The officers' collective testimony makes clear that within minutes of exiting his apartment -- by some accounts, seconds -- six armed officers descended upon Matos. As Detective Heege stated, once he and Deputy Tait exited their vehicle to approach Matos, the entire team had to "move in because we had no choice. We were out in the street. We showed ourselves." (Id. at 126.) By this time, the officers were determined to enter the apartment and capture their fugitive. In fact, Deputy McCluskey testified that when the officers entered the apartment, he believed they were doing so in order "to ascertain whether or not the individual sought . . . in connection with the homicide was inside." (Id. at 160.)

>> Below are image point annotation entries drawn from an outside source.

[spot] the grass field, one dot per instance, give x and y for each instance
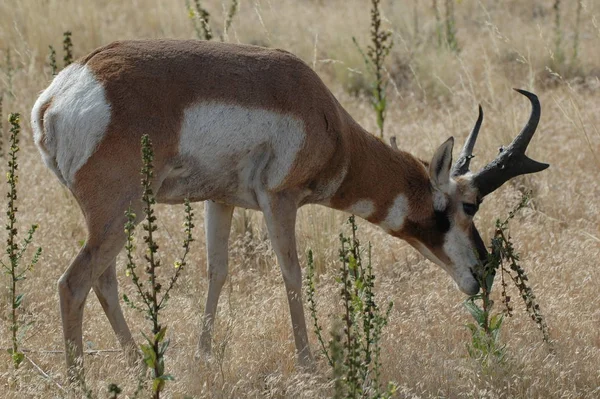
(434, 94)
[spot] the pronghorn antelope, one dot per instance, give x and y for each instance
(244, 126)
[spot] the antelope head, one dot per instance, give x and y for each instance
(447, 235)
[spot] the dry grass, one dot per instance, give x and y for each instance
(504, 44)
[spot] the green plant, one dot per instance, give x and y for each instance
(67, 48)
(576, 36)
(354, 351)
(10, 72)
(1, 125)
(559, 56)
(438, 24)
(485, 342)
(233, 9)
(14, 268)
(377, 51)
(68, 53)
(52, 60)
(114, 391)
(451, 40)
(201, 19)
(150, 291)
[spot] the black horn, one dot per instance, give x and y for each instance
(461, 166)
(512, 160)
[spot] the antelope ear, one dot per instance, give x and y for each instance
(439, 168)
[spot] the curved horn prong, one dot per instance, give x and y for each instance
(461, 166)
(512, 160)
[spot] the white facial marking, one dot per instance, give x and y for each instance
(458, 248)
(74, 123)
(429, 255)
(396, 214)
(440, 200)
(362, 208)
(217, 135)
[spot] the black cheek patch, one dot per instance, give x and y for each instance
(442, 221)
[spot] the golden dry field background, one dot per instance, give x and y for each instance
(433, 94)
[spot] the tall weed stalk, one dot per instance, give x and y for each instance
(354, 351)
(151, 292)
(16, 268)
(485, 342)
(200, 18)
(374, 58)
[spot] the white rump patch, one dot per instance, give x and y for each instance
(225, 137)
(396, 214)
(440, 201)
(362, 208)
(74, 123)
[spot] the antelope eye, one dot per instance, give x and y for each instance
(470, 209)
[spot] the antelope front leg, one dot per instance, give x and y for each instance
(217, 223)
(106, 290)
(280, 216)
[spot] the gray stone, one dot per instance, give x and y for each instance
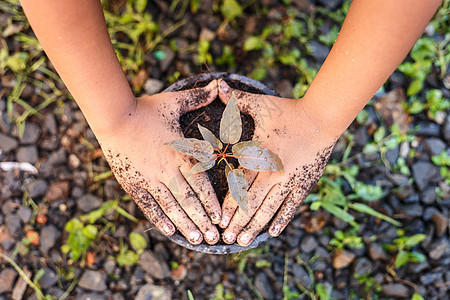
(93, 281)
(49, 235)
(428, 196)
(7, 143)
(14, 225)
(439, 248)
(153, 265)
(429, 278)
(413, 210)
(263, 286)
(7, 277)
(37, 188)
(49, 279)
(434, 146)
(363, 266)
(395, 290)
(441, 223)
(27, 154)
(31, 133)
(153, 292)
(429, 213)
(423, 172)
(301, 276)
(308, 244)
(24, 213)
(92, 296)
(318, 50)
(89, 202)
(109, 266)
(343, 259)
(399, 179)
(153, 86)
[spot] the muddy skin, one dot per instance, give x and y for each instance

This testimony about the circumstances of the arrest was conspicuously absent from the May Hearing. At the May Hearing, Deputy Tait and Detective Heege represented that they simply exited their vehicle when Matos emerged from the apartment "to attempt to interview him." (Suppression Order 2 (citing May Tr. 9-11, 40).) The court found that this explanation for their actions "strain[ed] credibility" given the secretive nature of the stakeout. (Suppression Order 9.) The officers' prior testimony framed the story as though the entire chain of events -- the entry to the apartment, the questioning of Matos within the apartment, and the search of the locked cabinet -- was triggered solely by the alleged toss of the plastic bags and Matos's arrest for possession. The new revelation that the officers had already decided to seek entry to the apartment severely undermines the Government's position that these events were propelled purely by Matos's own voluntary actions, and supports the court's original finding that the officers "exploited the opportunity to hold [Matos] in custody and escalated their investigation" when they intercepted and arrested Matos. (Id. at 11.)

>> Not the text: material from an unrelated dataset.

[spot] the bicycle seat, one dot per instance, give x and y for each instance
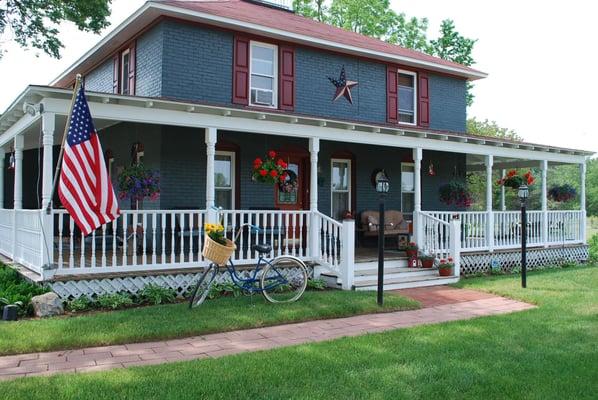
(261, 248)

None of the evidence presented at the Supplemental Hearing was newly discovered or previously unavailable to the Government. The Government apparently chose not to present this additional evidence at the May Hearing because it expected the testimony of Deputy Tait and Detective Heege to be sufficient. Some of the evidence at the Supplemental Hearing corroborated the testimony of Deputy Tait and Detective Heege, and clarified open questions raised by the Suppression Order. However, in other respects, the new evidence heard at the Supplemental Hearing heightened the court's concerns about the validity of the arrest.

Reviewing the totality of the circumstances, the court concludes that the additional evidence offered at the Supplemental Hearing does not justify reconsideration of the court's Suppression Order. The government has not met its burden to prove that there was probable cause for the arrest and that the related evidence was legally obtained. See United States v. Pena, 961 F.2d 333, 338-39 (2d Cir. 1992). The court remains unpersuaded by the Government's theory that the evidence against Matos was obtained through a series of fantastic coincidences: that, at the precise moment that the team decided it was necessary to seek entry to the apartment, an individual exited the residence, tossed evidence of criminal contraband in the plain view of the officers, and then invited six armed officers into the apartment -- all the while spontaneously volunteering incriminating statements and substantial quantities of narcotics to the officers. The court did not find this account to be credible at the May Hearing, and the testimony presented at the Supplemental Hearing has not changed the court's view. Because the court finds the evidence insufficient to demonstrate error in the Suppression Order, the court declines to alter its conclusions.


For the reasons set forth above, the Government's Motion is DENIED. The Suppression Order shall remain in effect unaltered.